Wisdom Teeth

What Are Wisdom Teeth?

By the age of eighteen, the average adult has 32 teeth: 16 teeth on the top and 16 teeth on the bottom. Each tooth in the mouth has a specific name and function. The teeth in the front of the mouth (incisors, canine, and bicuspid teeth) are ideal for grasping and biting food into smaller pieces. The back teeth, or molar teeth, are used to grind food up into a consistency suitable for swallowing.
The average mouth is made to hold only 28 teeth. It can be painful when 32 teeth try to fit in a mouth that holds only 28 teeth. These four other teeth are your Third Molars, also known as “wisdom teeth.”
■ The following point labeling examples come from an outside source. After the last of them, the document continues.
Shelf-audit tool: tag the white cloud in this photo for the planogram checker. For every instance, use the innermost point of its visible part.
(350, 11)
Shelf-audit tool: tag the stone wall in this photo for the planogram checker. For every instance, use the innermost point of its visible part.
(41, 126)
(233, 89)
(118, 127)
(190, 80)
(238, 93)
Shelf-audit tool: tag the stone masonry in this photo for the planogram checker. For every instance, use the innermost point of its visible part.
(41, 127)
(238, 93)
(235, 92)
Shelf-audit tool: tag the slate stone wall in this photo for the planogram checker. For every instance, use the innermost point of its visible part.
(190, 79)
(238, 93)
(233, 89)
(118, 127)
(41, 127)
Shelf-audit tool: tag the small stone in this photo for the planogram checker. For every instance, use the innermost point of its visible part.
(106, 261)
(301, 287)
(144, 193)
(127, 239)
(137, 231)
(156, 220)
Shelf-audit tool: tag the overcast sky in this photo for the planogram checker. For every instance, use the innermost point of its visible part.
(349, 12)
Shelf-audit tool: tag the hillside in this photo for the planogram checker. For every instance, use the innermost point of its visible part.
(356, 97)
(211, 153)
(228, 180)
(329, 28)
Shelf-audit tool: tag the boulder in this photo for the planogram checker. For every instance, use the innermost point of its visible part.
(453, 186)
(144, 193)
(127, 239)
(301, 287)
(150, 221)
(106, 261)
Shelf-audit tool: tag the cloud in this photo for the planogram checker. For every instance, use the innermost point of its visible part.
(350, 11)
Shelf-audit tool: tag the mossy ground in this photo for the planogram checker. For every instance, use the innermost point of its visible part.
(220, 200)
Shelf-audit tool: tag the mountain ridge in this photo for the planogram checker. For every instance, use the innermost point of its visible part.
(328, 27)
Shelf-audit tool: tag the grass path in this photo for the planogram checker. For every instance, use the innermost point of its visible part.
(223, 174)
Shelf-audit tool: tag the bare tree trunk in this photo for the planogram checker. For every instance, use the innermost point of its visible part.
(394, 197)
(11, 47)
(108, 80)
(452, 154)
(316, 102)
Why Should I Remove My Wisdom Teeth?

Wisdom teeth are the last teeth to erupt in the mouth. When they align properly and gum tissue is healthy, wisdom teeth do not need to be removed. Unfortunately, this does not generally happen. The removal of wisdom teeth is necessary when they are not able to erupt properly within the mouth. They may grow sideways, partially emerge from the gums or remain trapped beneath the gums.
When these teeth are poorly positioned, they can cause problems. This can include infection, swelling, stiffness, pain and even illness. Long term complications include cavities on the wisdom tooth or the adjacent teeth, gum disease (gingivitis) and bone disease (periodontitis). The most serious problem occurs when tumors or cysts form around the impacted wisdom teeth, resulting in the destruction of the jawbone and healthy teeth. Early removal is recommended to avoid these problems and to decrease the surgical risk involved with the procedure. 

Oral Examination

With an oral examination and x-rays of the mouth, J. Bryan Garrett, DDS, MD, Garrett D. Blundell, DDS, MD, Chad C. Hanley, DDS, and Brandon C. Clyburn, DDS can evaluate the position of the wisdom teeth and predict if there may be present or future problems. Studies have shown that early evaluation and treatment result in a superior outcome for the patient. Patients are generally first evaluated in the mid-teenage years by their dentist, orthodontist, or by an oral and maxillofacial surgeon.
All outpatient surgery is performed under appropriate anesthesia to maximize patient comfort. J. Bryan Garrett, DDS, MD, Garrett D. Blundell, DDS, MD, Chad C. Hanley, DDS, and Brandon C. Clyburn, DDS have the training, license and experience to provide various types of anesthesia for patients to select the best alternative.

Wisdom Tooth Removal

In most cases, the removal of wisdom teeth is performed under local anesthesia, laughing gas (nitrous oxide/oxygen analgesia), or general anesthesia. These options, as well as the surgical risks (i.e. sensory nerve damage, sinus complications), will be discussed with you before the procedure is performed. Once the teeth are removed, the gum is sutured. You will rest under our supervision in the office until you are ready to be taken home. Before you leave, you will be given a post-operative kit with post-op instructions as well as instructions on picking up your post-procedure prescription. We will schedule you for a one week follow-up appointment. 

Wisdom Tooth Consultation

Our oral surgeons will examine the wisdom teeth with x-rays of the mouth and an oral examination. They can predict if there may be present or future problems. They will determine, discuss and plan appropriate treatment for each individual case. Patients are generally evaluated by a dentist or orthodontist in the mid-teenage years, but if an evaluation has never been done, it may be a good idea to schedule an appointment with an oral surgeon.